Recommended for ages 8-12
Misty Copeland is amazing. The first African-American principal dancer for American Ballet Theatre didn’t start ballet until her early teens and has faced poverty, racism, criticism, and injury to do what she loves. In this young readers edition of her autobiography, she tells readers about the trials and triumphs she’s lived, the hard work she’s put in, and the sacrifices she’s made to get where she is in the dance world. We read about the custody battle between her mother and ballet teacher when she was 15; the rampant racism she’s endured, and she holds up to the light the eating issues that run rampant in the ballet community. We also read about amazing achievements, like her dancing on tour with Prince and her joy at meeting the dancers that inspired her the way she inspires a new generation of children.
Misty does not shy away from diversity here: she embraces it, giving us the names of the African-American dancers that went before her. She also doesn’t hide the fact that she’s taken some heat for being “too mainstream”; that bringing ballet to the masses is looked down upon – thankfully, that’s something she disagrees with.
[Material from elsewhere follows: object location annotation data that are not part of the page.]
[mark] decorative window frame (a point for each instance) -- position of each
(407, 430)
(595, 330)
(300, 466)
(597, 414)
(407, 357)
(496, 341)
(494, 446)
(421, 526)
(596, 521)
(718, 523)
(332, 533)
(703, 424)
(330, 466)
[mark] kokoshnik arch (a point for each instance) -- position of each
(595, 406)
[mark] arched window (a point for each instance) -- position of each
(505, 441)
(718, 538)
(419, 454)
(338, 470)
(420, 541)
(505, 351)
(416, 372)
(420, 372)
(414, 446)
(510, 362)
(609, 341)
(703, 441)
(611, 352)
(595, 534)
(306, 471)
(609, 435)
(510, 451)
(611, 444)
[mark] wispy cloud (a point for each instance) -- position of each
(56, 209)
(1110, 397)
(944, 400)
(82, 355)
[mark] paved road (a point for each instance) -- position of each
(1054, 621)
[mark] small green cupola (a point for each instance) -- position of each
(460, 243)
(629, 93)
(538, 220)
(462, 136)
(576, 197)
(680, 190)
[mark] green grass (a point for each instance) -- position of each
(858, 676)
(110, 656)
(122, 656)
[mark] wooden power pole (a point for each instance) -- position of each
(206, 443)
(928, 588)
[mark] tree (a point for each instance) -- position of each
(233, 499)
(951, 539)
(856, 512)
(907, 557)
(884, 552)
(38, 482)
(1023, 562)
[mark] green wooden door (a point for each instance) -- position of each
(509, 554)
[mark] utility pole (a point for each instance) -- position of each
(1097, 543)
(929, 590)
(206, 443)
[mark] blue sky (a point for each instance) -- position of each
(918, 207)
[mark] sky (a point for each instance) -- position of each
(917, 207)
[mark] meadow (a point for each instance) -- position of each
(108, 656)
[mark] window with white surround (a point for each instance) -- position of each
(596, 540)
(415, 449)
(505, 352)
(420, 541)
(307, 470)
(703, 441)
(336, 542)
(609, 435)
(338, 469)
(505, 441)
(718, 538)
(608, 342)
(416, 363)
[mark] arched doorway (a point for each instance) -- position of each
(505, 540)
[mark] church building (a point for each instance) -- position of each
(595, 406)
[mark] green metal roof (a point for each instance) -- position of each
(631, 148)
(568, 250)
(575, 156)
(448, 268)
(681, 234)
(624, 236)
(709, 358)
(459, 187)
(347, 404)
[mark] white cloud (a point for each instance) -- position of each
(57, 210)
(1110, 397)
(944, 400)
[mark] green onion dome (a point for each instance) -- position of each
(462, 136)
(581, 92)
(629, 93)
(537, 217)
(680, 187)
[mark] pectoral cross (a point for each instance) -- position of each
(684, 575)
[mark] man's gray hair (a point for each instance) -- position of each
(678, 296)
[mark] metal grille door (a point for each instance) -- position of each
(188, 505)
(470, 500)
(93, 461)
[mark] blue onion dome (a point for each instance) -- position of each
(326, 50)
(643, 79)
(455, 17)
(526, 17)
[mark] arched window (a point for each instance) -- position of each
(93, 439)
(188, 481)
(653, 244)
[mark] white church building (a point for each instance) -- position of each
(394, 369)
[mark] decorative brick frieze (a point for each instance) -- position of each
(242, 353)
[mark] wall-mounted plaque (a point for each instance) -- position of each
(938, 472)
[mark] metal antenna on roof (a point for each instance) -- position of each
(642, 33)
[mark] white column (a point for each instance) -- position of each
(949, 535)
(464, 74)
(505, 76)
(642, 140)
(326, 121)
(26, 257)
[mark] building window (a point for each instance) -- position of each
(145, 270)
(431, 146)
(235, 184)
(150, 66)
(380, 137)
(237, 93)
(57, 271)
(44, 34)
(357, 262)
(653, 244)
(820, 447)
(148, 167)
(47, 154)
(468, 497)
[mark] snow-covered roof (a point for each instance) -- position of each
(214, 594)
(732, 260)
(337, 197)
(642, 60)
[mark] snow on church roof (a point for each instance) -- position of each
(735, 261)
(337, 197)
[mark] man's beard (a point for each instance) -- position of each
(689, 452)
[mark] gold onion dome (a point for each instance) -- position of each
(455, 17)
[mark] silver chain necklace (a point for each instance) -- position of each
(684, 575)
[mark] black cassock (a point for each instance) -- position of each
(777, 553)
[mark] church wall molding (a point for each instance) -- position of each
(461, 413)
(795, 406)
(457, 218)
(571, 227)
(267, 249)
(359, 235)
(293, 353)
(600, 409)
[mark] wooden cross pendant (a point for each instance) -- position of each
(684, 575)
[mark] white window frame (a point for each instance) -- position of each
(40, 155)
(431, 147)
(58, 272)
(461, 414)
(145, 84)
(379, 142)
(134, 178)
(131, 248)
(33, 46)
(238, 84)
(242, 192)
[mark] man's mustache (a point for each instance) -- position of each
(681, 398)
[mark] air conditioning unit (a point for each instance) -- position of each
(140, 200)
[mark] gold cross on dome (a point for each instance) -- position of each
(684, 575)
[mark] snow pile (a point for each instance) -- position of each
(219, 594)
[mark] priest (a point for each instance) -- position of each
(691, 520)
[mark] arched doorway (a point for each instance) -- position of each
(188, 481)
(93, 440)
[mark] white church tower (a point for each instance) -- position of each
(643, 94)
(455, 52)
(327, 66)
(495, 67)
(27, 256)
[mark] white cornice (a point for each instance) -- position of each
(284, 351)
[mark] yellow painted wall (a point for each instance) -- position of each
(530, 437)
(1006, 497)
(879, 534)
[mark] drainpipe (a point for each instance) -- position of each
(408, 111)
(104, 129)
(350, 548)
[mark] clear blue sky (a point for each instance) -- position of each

Ballet and dance, the arts, are for all – if she can inspire another kid to put on a pair of toe shoes, or sign up for hip hop classes because it’s something they love, she’s done right. Copeland is all about embracing your passion. Her confidence and gratitude come through in equal measure, and she dispenses advice for living and building one’s self-esteem throughout the book. Embrace your strengths and never give up – these are the lessons that kids will come away with after spending some time with Misty Copeland.
There are photos in the finished book (I’ve got an egalley), and more on her home page. You can also find her on the American Ballet Theatre page, which also has a section on education and training for readers interested in learning more. Display and booktalk this with Copeland’s picture book (illustrated by Christopher Myers), Firebird.
This book is a must-add to biography collections. Booktalk and display this if, like me, you’ve got kids that need to see someone smashing stereotypes and making it to the top of her (or his) game. If you have dancers in your home or your life, give this book to them and let them watch this ABC Sunday Spotlight from 2014.